Cache warming strategies
The independent-cache-per-region model means each region starts cold after a deployment or a cache restart. For high-traffic applications, the cache warms naturally within seconds as real user requests come in. For lower-traffic regions, you can warm the cache proactively.
Warm on deploy
Add a startup script that pre-populates critical cache entries:
def warm_cache():
"""Pre-populate the most frequently accessed cache entries."""
popular_categories = db.query("SELECT id FROM categories ORDER BY views DESC LIMIT 50")
for cat in popular_categories:
get_product_catalog(cat['id']) # This populates the cache
Warm via background task
Run a periodic background job that refreshes cache entries before they expire:
def refresh_expiring_cache():
"""Refresh cache entries that are about to expire."""

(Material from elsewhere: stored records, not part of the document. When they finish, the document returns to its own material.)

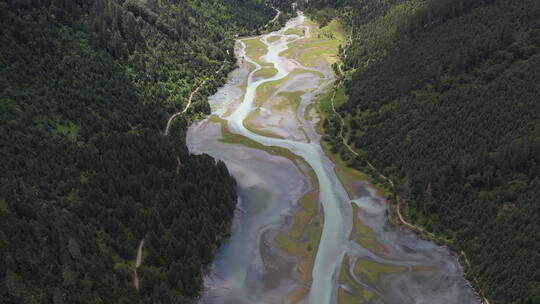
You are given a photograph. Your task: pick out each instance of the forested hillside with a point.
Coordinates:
(86, 88)
(443, 97)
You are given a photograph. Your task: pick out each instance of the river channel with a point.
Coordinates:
(302, 234)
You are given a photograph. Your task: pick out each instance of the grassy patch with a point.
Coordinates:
(294, 31)
(265, 73)
(373, 271)
(273, 38)
(360, 294)
(255, 48)
(267, 89)
(258, 128)
(302, 240)
(231, 138)
(323, 44)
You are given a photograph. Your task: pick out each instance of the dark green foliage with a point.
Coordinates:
(85, 91)
(450, 111)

keys = get_tracked_cache_keys()
for key in keys:
ttl = cache.get(f"{key}:ttl")
if ttl and int(ttl) < 60: # Less than 60 seconds remaining
regenerate_cache_entry(key)
When this approach beats a CDN
This pattern works better than a traditional CDN when:
- Your data is dynamic — product prices, inventory levels, search results, API responses that change frequently
- Your data is computed — aggregated analytics, recommendation engine output, filtered/sorted query results
- Your invalidation is complex — when a product is updated, you need to invalidate every cache entry that references it
- You need sub-second freshness — a 5-minute CDN TTL is too stale for your use case, but 30-second Memcached TTL is fine because the cache is co-located with your application
The advantage over a CDN is control. You control the cache keys, the TTLs, the invalidation logic, and the warming strategy. You are not working around a black-box CDN configuration — you are using a standard Memcached client in your application code.
Cost comparison
A CDN charges per request and per bandwidth. For API responses and dynamic data, those costs can be unpredictable and scale linearly with traffic.
With Memcached on Bahriya, you pay a per-minute rate for the memory you provision, with a 60-second minimum. A 512 MB, 2-node pool in 4 regions gives you 4 GB of total cache capacity at a predictable cost. Whether you serve 1,000 or 1,000,000 cache hits per hour, the cost is the same.
Summary
Multi-region Memcached with GeoDNS gives you CDN-level latency for dynamic data. Each region has its own cache, warmed by local traffic, accessed over project-private networking with sub-millisecond round-trips. No replication lag, no CDN invalidation headaches, no per-request costs — just fast, local caching at every edge your application runs on.